9 - The paradox of human expertise: why experts get it wrong



Expertise is correctly, but one-sidedly, associated with special abilities and enhanced performance. The other side of expertise, however, is surreptitiously hidden. Along with expertise, performance may also be degraded, culminating in a lack of flexibility and error. Expertise is demystified by explaining the brain functions and cognitive architecture involved in being an expert. These information processing mechanisms, the very making of expertise, entail computational trade-offs that sometimes result in paradoxical functional degradation. For example, being an expert entails using schemas, selective attention, chunking information, automaticity and more reliance on top-down information, all of which allows experts to perform quickly and efficiently; however, these very mechanisms restrict flexibility and control, may cause the experts to miss and ignore important information, introduce tunnel vision and bias and can cause other effects that degrade performance. Such phenomena are apparent in a wide range of expert domains, from medical professionals and forensic examiners, to military fighter pilots and financial traders.

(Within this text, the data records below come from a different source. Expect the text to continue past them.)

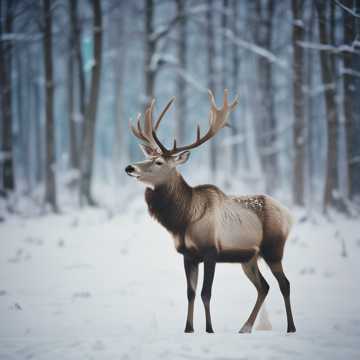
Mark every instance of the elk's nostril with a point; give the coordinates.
(129, 169)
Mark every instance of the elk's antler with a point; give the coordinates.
(217, 120)
(146, 134)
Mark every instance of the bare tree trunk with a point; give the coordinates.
(298, 104)
(224, 26)
(311, 143)
(211, 79)
(88, 145)
(235, 148)
(349, 36)
(150, 46)
(6, 98)
(38, 136)
(266, 137)
(80, 65)
(120, 153)
(180, 80)
(50, 164)
(355, 139)
(73, 148)
(331, 176)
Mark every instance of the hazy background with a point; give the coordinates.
(104, 281)
(74, 72)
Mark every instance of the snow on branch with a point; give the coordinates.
(350, 11)
(328, 47)
(21, 37)
(352, 72)
(255, 49)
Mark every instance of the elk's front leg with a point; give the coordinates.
(209, 271)
(191, 271)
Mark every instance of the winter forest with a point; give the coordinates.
(75, 235)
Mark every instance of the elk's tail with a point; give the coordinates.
(263, 322)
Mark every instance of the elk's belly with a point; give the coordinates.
(238, 229)
(231, 230)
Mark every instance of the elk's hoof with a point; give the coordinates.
(188, 329)
(246, 329)
(291, 329)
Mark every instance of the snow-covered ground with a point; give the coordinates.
(102, 285)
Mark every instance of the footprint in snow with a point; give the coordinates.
(82, 295)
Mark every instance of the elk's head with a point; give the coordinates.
(161, 162)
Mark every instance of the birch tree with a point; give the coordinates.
(88, 144)
(50, 162)
(6, 49)
(298, 103)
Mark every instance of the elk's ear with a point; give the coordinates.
(182, 157)
(147, 150)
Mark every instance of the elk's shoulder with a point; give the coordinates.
(255, 203)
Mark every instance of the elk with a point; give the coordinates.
(206, 224)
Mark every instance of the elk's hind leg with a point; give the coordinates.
(209, 272)
(191, 271)
(252, 271)
(284, 284)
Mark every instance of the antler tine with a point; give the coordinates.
(137, 130)
(217, 120)
(166, 108)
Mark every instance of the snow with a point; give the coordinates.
(96, 284)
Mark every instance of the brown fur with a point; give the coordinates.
(176, 205)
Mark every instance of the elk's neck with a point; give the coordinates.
(170, 204)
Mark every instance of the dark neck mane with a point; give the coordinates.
(170, 204)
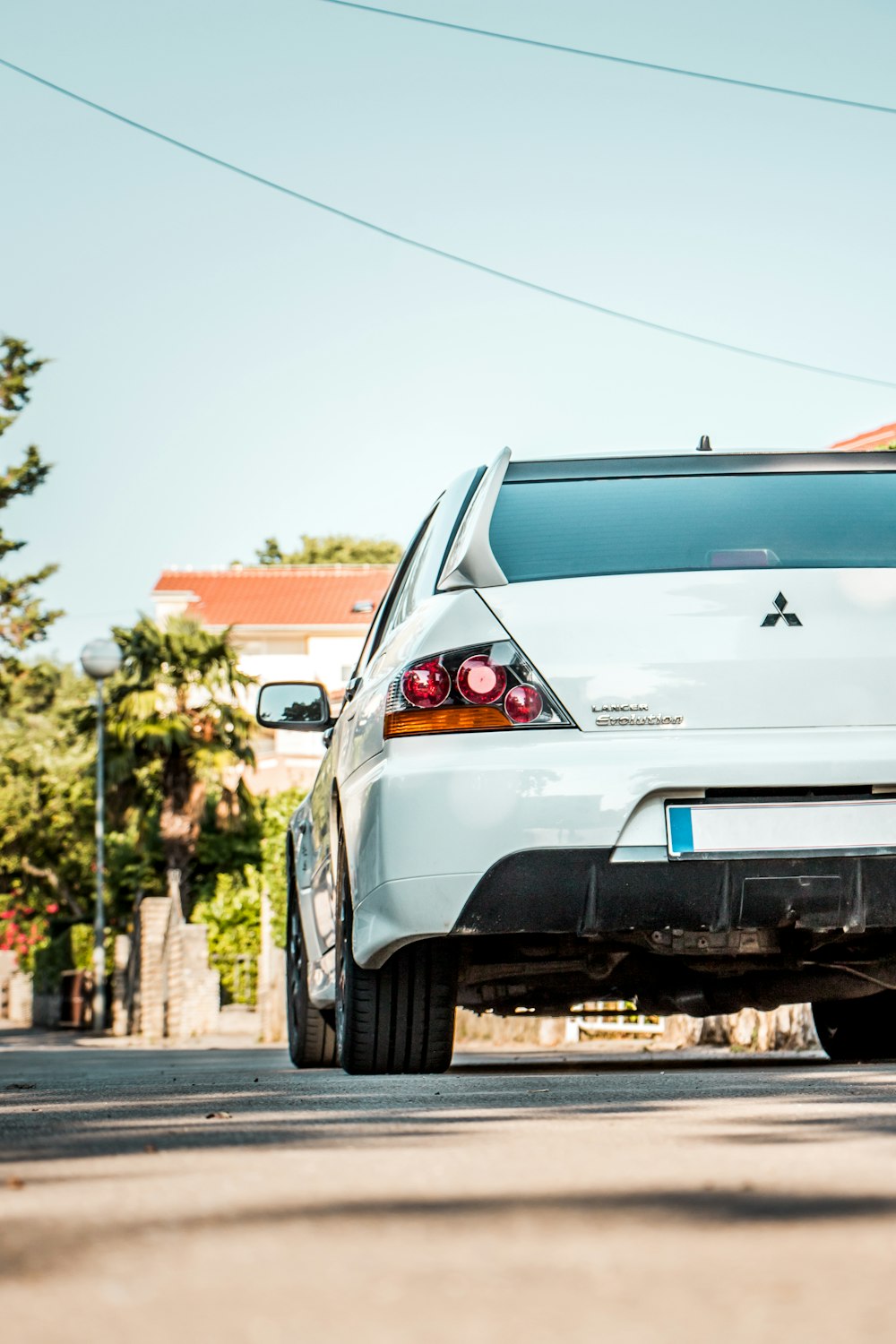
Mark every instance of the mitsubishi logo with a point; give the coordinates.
(778, 615)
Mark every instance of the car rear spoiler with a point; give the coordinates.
(470, 562)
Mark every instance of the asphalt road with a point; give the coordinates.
(220, 1195)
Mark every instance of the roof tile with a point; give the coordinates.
(281, 594)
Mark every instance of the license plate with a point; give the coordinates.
(747, 830)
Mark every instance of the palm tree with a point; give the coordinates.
(179, 737)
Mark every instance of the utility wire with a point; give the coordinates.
(441, 252)
(616, 61)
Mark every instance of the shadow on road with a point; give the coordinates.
(64, 1102)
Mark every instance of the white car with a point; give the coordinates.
(622, 728)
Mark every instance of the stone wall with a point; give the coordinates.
(179, 992)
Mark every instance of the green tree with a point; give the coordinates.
(331, 550)
(177, 738)
(46, 793)
(22, 618)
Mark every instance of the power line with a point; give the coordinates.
(616, 61)
(441, 252)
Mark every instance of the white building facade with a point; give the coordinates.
(290, 623)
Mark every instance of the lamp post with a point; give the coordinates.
(99, 659)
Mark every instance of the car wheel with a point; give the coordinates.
(401, 1018)
(857, 1030)
(312, 1040)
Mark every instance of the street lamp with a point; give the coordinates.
(99, 659)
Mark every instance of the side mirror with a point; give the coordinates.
(303, 706)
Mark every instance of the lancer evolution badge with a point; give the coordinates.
(633, 717)
(780, 602)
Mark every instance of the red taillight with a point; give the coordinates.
(479, 680)
(426, 685)
(522, 704)
(489, 687)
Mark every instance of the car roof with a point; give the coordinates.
(710, 462)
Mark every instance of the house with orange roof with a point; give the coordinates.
(877, 438)
(290, 623)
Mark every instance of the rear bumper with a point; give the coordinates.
(564, 832)
(581, 892)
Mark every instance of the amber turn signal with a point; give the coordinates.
(450, 719)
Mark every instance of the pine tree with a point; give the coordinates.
(23, 621)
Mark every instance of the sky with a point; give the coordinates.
(230, 365)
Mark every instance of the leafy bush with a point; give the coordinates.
(234, 918)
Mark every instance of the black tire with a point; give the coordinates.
(312, 1040)
(401, 1018)
(857, 1030)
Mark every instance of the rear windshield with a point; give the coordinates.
(548, 530)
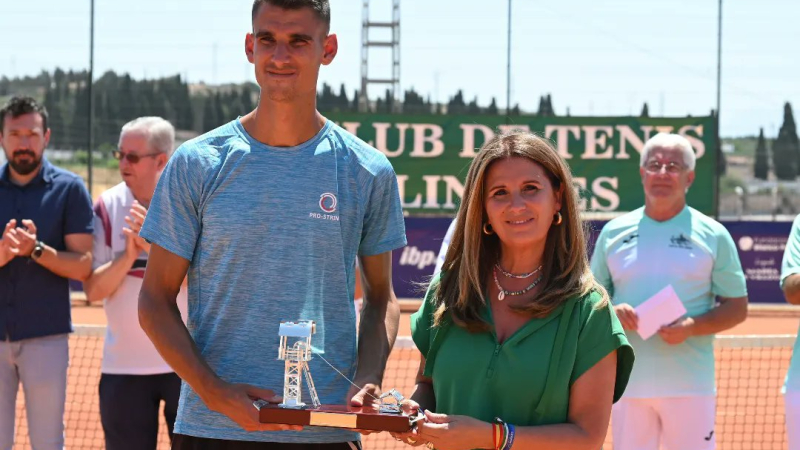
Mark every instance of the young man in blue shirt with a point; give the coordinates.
(267, 214)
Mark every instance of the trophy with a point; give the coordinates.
(295, 349)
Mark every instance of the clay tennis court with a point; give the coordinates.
(749, 413)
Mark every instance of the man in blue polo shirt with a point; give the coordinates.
(46, 215)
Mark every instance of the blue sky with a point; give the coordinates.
(595, 58)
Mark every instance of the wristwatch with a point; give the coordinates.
(38, 249)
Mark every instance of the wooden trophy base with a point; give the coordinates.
(337, 416)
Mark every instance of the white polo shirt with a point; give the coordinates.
(635, 257)
(127, 348)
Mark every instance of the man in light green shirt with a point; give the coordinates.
(670, 400)
(790, 282)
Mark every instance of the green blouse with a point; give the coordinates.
(526, 380)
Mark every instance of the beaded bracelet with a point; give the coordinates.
(510, 436)
(502, 433)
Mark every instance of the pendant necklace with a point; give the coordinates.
(502, 294)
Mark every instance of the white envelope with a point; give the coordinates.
(661, 309)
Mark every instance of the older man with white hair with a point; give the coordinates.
(670, 400)
(135, 379)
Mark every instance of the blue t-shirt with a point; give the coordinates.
(272, 234)
(791, 266)
(635, 257)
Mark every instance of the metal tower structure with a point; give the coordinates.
(367, 44)
(295, 349)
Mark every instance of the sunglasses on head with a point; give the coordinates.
(131, 157)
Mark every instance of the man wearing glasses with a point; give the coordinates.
(47, 239)
(670, 400)
(135, 379)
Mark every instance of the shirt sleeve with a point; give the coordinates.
(102, 253)
(79, 216)
(599, 263)
(384, 227)
(422, 321)
(601, 333)
(173, 219)
(727, 278)
(791, 256)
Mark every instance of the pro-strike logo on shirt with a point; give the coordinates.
(327, 203)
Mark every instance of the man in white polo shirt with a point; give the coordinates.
(790, 282)
(135, 379)
(670, 400)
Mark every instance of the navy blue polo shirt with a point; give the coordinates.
(34, 302)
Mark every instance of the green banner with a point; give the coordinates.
(431, 154)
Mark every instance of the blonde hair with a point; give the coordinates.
(472, 253)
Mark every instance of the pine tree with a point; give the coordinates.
(761, 167)
(786, 149)
(492, 109)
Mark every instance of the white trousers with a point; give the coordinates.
(670, 423)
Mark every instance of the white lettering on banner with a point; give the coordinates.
(412, 256)
(431, 191)
(421, 137)
(401, 186)
(381, 132)
(513, 128)
(600, 141)
(601, 192)
(604, 196)
(469, 149)
(593, 139)
(697, 144)
(603, 189)
(562, 137)
(452, 185)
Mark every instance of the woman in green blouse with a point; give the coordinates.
(520, 347)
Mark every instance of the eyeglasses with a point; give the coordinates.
(131, 157)
(671, 167)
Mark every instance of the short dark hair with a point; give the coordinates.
(320, 7)
(19, 106)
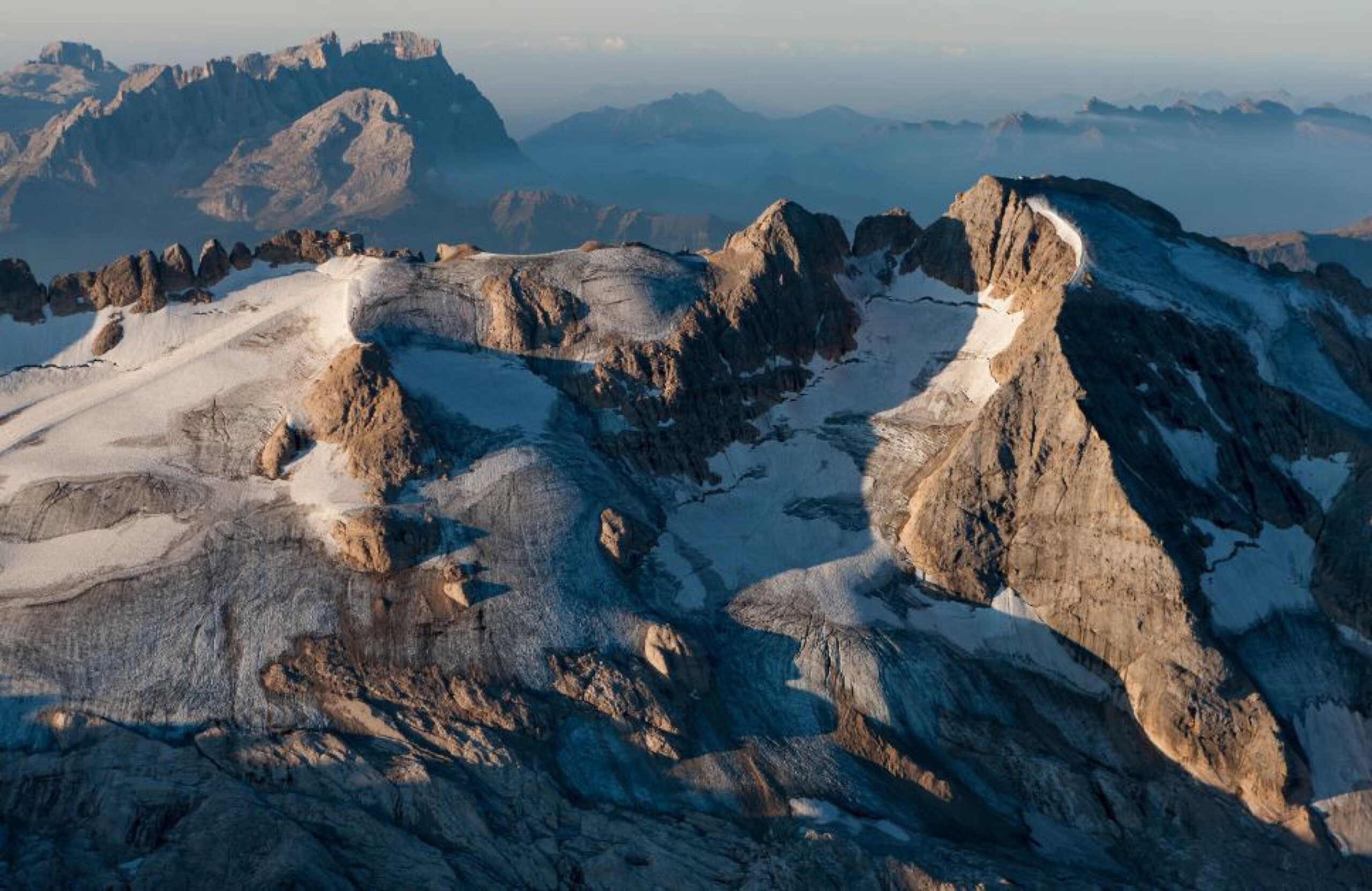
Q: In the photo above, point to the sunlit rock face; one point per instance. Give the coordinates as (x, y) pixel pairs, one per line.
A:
(1030, 544)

Expertise is highly sought after – only those with special abilities, after years of training and experience, can achieve those exceptional brain powers that make them experts. Indeed, being an expert is most often prestigious, well-paid, respected and in high demand. However, examining expertise in depth raises some interesting and complex questions. In this chapter, I will take apart and reject the myth that experts merely have superior performance per se.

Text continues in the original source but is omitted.